Tuesday, January 18, 2022

You Know What? Two Okay Comedies!

I watched Heartbreakers (David Mirkin, 2001) only because Mirkin's sole other directorial effort is my beloved Romy and Michele's High School Reunion (1997). Predictably, it's not fit to shine Romy and Michele's Pradas. The main problem is that it has a 123-minute running time as opposed to Romy and Michele's 92 minutes, far too long for such a bauble. Still, Mirkin pulls off the neat trick of fashioning a cute film out of a nasty story about mother-and-daughter con artists (Sigourney Weaver and Jennifer Love Hewitt). Featuring the last onscreen appearance of Anne Bancroft and one of the last glimpses of the Twin Towers in a contemporary film. 

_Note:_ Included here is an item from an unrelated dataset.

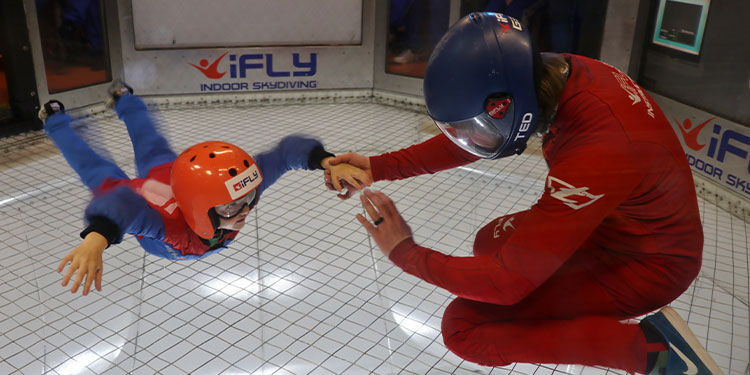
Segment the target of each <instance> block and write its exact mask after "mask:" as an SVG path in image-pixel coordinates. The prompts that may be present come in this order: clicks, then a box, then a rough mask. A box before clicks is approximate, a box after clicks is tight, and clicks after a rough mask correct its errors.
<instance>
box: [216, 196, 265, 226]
mask: <svg viewBox="0 0 750 375" xmlns="http://www.w3.org/2000/svg"><path fill="white" fill-rule="evenodd" d="M256 194H257V190H253V191H251V192H249V193H247V194H245V195H243V196H241V197H239V198H237V199H235V200H233V201H231V202H229V203H225V204H222V205H218V206H216V207H214V210H216V213H217V214H218V215H219V216H220V217H222V218H224V219H231V218H233V217H235V216H237V215H239V213H240V212H242V209H244V208H245V206H249V205H250V204H251V203H252V202H253V200H254V199H255V195H256Z"/></svg>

Switch (Blake Edwards, 1991) is lesser Edwards about a pieceashit sexist (Perry King) who is murdered by three wronged women. He ascends to Purgatory where God (voiced by a man and a woman) works with The Devil (Bruce Martyn Payne, looking like the love child of Gillian Anderson and Matthew McConaughey) to send him back to earth in the body of a woman (Ellen Barkin, up to the task and then some). If he can get one woman to like him, he will gain entry into heaven. 2022 viewers will twist themselves into a wiener package trying to determine if this film is transphobic or homophobic or whatnot. For sure, its view of gender is pretty rigid. Me, I'm content with the fact that the word "homophobic" is even uttered in the film. It was from the early 1990s, after all, an era which is quickly sliding into a "that's how things were back then" profile. In fact, I just helped it along that path.